Google’s Neural Machine Translation System: Bridging the Gap between Human and Machine Translation

This is google’s newest machine translation system based on deep learining(NMT) disclosure in detail. It’s a weights more on the techniques/tricks used to build the production enviroment system.

Three inherent weaknesses of Neural Machine Translation GNMT tends to solve:

  1. its slower training and inference speed
  2. ineffectiveness in dealing with rare words
  3. sometimes failure to translate all words in the source sentence

Model

GNMT_whole

  1. 8 hidden layer LSTM RNNs (in encoder network and decoder network)
  2. residual connections
  3. attention (attention network)

deep stacked LSTM

Since each additional layer reduced perplexity by nearly 10% showed by paper[1], this model stacked 8 layers to encoder and decoder,

with first encoder layer a bidirectional layer to have the best possible context at each point in the encoder network,which is also used in [2]. To allow for maximum possible parallelization during computation, bi-directional connections are only used for the bottom encoder layer – all other encoder layers are uni-directional.

attenion network

Attention function is learned through a 1 hidden layer neural network.

residual connections

Simple stacked LSTM layers work well up to 4 layers, barely with 6 layers, and very poorly beyond 8 layers. Thanks to [3], deeper stack lstm is working.

Other techniques

  1. sub-word units(wordpieces)
  2. beam search

wordpieces

This technique is introduced when developed to solve a Japanese/Korean segmentation problem for the Google speech recognition system in [4]. Wordpieces model is a data-driven model and guaranteed to generate a deterministic segmentation for any possible sequence of characters. It is similar to the method used in [5] to deal with rare words in Neural Machine Translation.

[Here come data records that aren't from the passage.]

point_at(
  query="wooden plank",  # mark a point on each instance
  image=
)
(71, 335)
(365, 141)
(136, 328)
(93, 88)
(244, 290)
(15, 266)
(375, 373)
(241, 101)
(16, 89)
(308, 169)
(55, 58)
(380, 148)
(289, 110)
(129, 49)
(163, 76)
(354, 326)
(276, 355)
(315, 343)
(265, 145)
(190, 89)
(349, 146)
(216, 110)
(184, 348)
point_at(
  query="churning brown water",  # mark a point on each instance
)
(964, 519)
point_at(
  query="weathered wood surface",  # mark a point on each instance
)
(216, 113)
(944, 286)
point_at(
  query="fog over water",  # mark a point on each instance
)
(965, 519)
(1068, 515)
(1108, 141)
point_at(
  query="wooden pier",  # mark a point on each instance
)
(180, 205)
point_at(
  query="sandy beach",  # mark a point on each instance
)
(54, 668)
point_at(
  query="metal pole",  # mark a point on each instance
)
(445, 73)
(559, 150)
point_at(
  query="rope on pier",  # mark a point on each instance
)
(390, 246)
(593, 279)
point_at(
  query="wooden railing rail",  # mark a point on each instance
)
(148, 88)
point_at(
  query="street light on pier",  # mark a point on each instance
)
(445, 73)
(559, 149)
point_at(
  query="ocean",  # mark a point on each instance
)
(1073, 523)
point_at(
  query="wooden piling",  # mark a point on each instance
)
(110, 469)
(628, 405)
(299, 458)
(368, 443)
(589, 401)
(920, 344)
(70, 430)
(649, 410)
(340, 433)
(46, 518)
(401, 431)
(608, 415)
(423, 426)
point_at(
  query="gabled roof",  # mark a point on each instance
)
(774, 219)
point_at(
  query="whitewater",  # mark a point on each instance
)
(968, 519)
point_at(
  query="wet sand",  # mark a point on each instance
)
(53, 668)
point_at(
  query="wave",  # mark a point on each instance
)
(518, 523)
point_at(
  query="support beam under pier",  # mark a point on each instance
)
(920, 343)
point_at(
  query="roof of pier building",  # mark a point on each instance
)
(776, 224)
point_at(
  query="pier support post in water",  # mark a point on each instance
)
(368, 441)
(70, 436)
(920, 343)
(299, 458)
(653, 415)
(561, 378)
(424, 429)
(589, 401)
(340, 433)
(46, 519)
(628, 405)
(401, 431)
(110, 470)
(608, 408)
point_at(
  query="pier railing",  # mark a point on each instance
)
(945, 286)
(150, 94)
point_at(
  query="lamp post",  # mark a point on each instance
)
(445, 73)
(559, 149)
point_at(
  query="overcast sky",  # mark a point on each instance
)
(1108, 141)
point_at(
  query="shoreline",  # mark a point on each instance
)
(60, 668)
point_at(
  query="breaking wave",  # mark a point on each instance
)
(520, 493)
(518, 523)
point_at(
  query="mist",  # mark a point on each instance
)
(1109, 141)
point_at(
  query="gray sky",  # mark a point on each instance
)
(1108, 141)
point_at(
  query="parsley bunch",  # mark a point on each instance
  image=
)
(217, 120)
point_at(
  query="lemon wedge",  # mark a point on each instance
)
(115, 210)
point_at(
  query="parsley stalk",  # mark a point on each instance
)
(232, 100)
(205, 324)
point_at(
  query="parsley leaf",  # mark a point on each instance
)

an example of wordpiece: • Word: Jet makers feud over seat width with big orders at stake • wordpieces: _J et _makers _fe ud _over _seat _width _with _big _orders _at _stake

This is just introduce higher dimension to learn the subtlety of morphology.

Typically keep 8-12 hypotheses but we find that using fewer (4 or 2) has only slight negative effects on BLEU scores.

Refinements to the pure max-probability based beam search algorithm:

  1. a coverage penalty [6]
  2. length normalization

Without some form of length-normalization regular beam search will favor shorter results over longer ones on average since a negative log-probability is added at each step, yielding lower (more negative) scores for longer sentences.

tricks

  1. low precision at inference constrains during training:

  2. train first with adam then standard sgd

Reference

[1]Sutskever, I., Vinyals, O., and Le, Q. V. Sequence to sequence learning with neural networks. In Advances in Neural Information Processing Systems (2014), pp. 3104–3112.

[2]Bahdanau, D., Cho, K., and Bengio, Y. Neural machine translation by jointly learning to align and translate. In International Conference on Learning Representations (2015).

[3]Ren, Shaoqing, et al. “Faster R-CNN: Towards real-time object detection with region proposal networks.” Advances in neural information processing systems. 2015.

[4]Schuster, M., and Nakajima, K. Japanese and Korean voice search. 2012 IEEE International Conference on Acoustics, Speech and Signal Processing (2012).

[5]Sennrich, R., Haddow, B., and Birch, A. Neural machine translation of rare words with subword units. In Proceedings of the 54th Annual Meeting of the Association for Computational Linguistics (2016).

[6]Tu, Z., Lu, Z., Liu, Y., Liu, X., and Li, H. Coverage-based neural machine translation. In Proceedings of the 54th Annual Meeting of the Association for Computational Linguistics (2016).